O’Blenis said this part focused on the ridership possibilities – not on costs. Using three scenarios where the train ran between 60 and 110 mph, with three trips each way seven days a week, the study found some where “options in that range warranted further study,” he said. “We were looking for a fatal flaw.”
There are many issues that would have to be worked out, however – not the least of which is cost. Substantial improvements along the line would have to be made, and safety and signaling issues addressed, among others. The costs will be looked at in the second phase of the study, which will hopefully begin next year, O’Blenis said.
One of the things that made the study seem feasible to continue is the existence of a state-owned rail corridor in New Hampshire between Concord and White River Junction, Vt.
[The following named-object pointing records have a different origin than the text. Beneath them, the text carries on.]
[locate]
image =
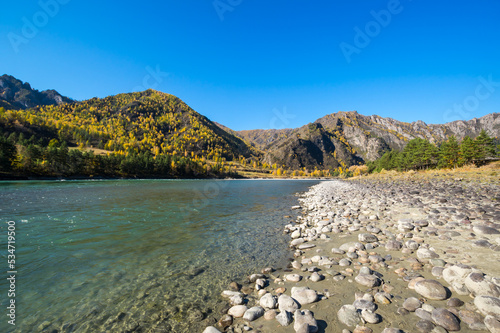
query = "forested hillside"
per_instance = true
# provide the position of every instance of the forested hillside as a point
(154, 134)
(140, 134)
O’Blenis said the existing tracks would more than likely have to be ripped out and replaced, but the existence of the corridor means the state wouldn’t have to buy land.
In the scenarios that were tested, O’Blenis said there were 13 potential stations. While not cast in concrete, he said he “certainly expected Nashua to be involved.”
City and regional officials have been bickering recently with trucking lobbyists and the Executive Council over the council’s decision not to approve the use of gas tax money for study of a rail station on East Spit Brook Road. If the money isn’t approved, the city’s efforts at getting commuter rail may be seriously damaged.
While some of the solid answers for high-speed rail are still unknown, O’Blenis was optimistic about the possibility that high-speed rail service between Boston and Montreal could deliver passenger ridership numbers similar to the Downeaster, the connection between Boston and Portland, Maine.
That service has exceeded all expectations. Ridership for the first year is expected to top 323,000, with revenues reaching $4.7 million. The revenue figure exceeds projections by 44 percent, according to a statement from the Northern New England Passenger Rail Authority.
The ridership predictions for Boston-to-Montreal show the route would draw more tourists than businesspeople. The Downeaster attracts more business traffic, O’Blenis said.
The most direct commuter rail link between Boston and Montreal was broken in December 1994, when Amtrak discontinued the Montrealer.
After a meeting of the Coalition of Northeastern Governors in 2000, the governors of Vermont, New Hampshire and Massachusetts put in an application with the Federal Railroad Administration to have the route considered a high-speed corridor, making federal funds available for studies and some safety work.
The federal government approved the application in October 2000 and granted $200,000 for the study, which was matched by $200,000 from the three states involved.